Several men in the room gasped, they knew his story, they knew enough about his past to know that Max had never met his real father.
“I tracked him down and the doctor’s suspicions were confirmed—my father is legally blind.”
The whole room grew eerily quiet, their breaths held, even their hearts seemed to pause beating to allow Max to go on.
“My father has a condition called retinitis pigmentosa, and along with his red hair, he passed this on to me as well. I will go blind. This outcome is unchangeable, unfathomable, and heartbreaking. I will spend the rest of the season on injured reserve, and I think we all know, without me having to say it, what comes after that.”

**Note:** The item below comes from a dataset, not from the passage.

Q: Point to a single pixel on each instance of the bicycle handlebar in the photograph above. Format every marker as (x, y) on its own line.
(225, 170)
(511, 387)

The team’s captain, Patrick Carter, made his way to Max, bringing him in for an embrace. Brown stood next, and hugged Max as well. Slowly, one by one, his team packed in around Max until the ever-growing hug he was at the center of was completed, every player in the room wrapping their arms around the next in solidarity for Max. The locker room remained silent, and Max knew this was their way of saying goodbye, in true Max fashion, with words being too hard to speak.
Because words were hard when you were losing a game, but words were impossible when you were losing a teammate.
Coach was the last to join the hug. Max looked up from the sea of heads lowered around him in the embrace and found his coach looking back, a single tear running down his cheek accompanied by the proud smile of a father.